The way these blanks pile up is frustrating to me because there were readings on trips that happened more than 10 years ago where I even remember – or think I remember – the faces of the audience, and know – or think I know – what I was thinking about as I lay sleepless in bed afterwards.
And now, I was in Nashville once in my life and all I remember is the barbecue? This isn’t meant to be a trivial anecdote. What we remember and what we forget and why has always fascinated me. Sometimes forgetting scares me.

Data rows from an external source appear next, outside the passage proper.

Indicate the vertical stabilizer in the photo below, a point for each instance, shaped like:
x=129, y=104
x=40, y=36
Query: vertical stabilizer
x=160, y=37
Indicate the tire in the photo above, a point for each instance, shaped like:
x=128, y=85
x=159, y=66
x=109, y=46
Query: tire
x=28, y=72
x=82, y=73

It seems to me that the mind of a writer is like a closet with meter-high shelves. As if obsessed, we collect every conceivable fragment so we can later patiently glue them together into a universe that suggests order. This archiving process is automated. It’s not until the moment comes for us to write something down that we remember we filed something there years ago. Underlying this drive, this obsession to preserve everything, is a vague feeling that something is wrong with the world.

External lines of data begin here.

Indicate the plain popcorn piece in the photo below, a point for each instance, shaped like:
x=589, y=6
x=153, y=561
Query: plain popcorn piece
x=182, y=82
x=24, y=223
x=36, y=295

So I sometimes feel the compulsion to observe carefully, to look at, and above all to remember everything. So that at some point when I’m writing, a detail flies to me from my memory; a smell, nuances of light, certain glances that I can use.
Is it the same for you? At least the memory you have of Cristina suggests it is. Maybe Cristina is symbolic of memory itself, which comes and goes as it pleases and all we can do is cling to the hope that it will reappear at the right moment.
Cristina’s story is tragic. The void she seems to be circling can probably never be bridged. I remember conversations with relatives of missing persons who told me how for 30 years or more every time they’ve answered the phone or opened the front door they’ve hoped they’ll finally be given certainty. They live lives in which one disappointment follows another.
In your letter, you write about the power of all stories to make us empathize with strangers’ pain. And about how reading books can make us bearers of human destiny. I agree with you.
Something is wrong with the world. Maybe that’s why the order I find in novels gives me a sense of security. To me, stories and books are places of refuge to this day. As far back as I can remember, I’ve always lived in and with them. As an experienced reader, I know that good stories adhere to certain structures that offer orientation. Their world-ordering function gives me security. Exposition. Details. Climax. Disaster. It’s hard to get lost in it. Maybe writing is nothing more than our subconscious attempt to sort out a world that’s gone off the rails.
You also mentioned Montreal, which reminds me of another thing: The city in May. I was able to look down on the city from Mont Royal one evening. Only a few clouds, as if hatched in pencil, were in the sky, which gradually condensed into a deep blue, the red of the evening sun running through it like veins or tiny rivers. I tried to see Hotel 10 on Sherbrooke Street from up there where I was staying, but failed. It was one of my last stops before traveling back to Germany and now that I think back on it, I’m glad I preserved this and other details of the city.
Maybe I’ll be able to return to Montreal someday and maybe then we can meet in person. I hope so.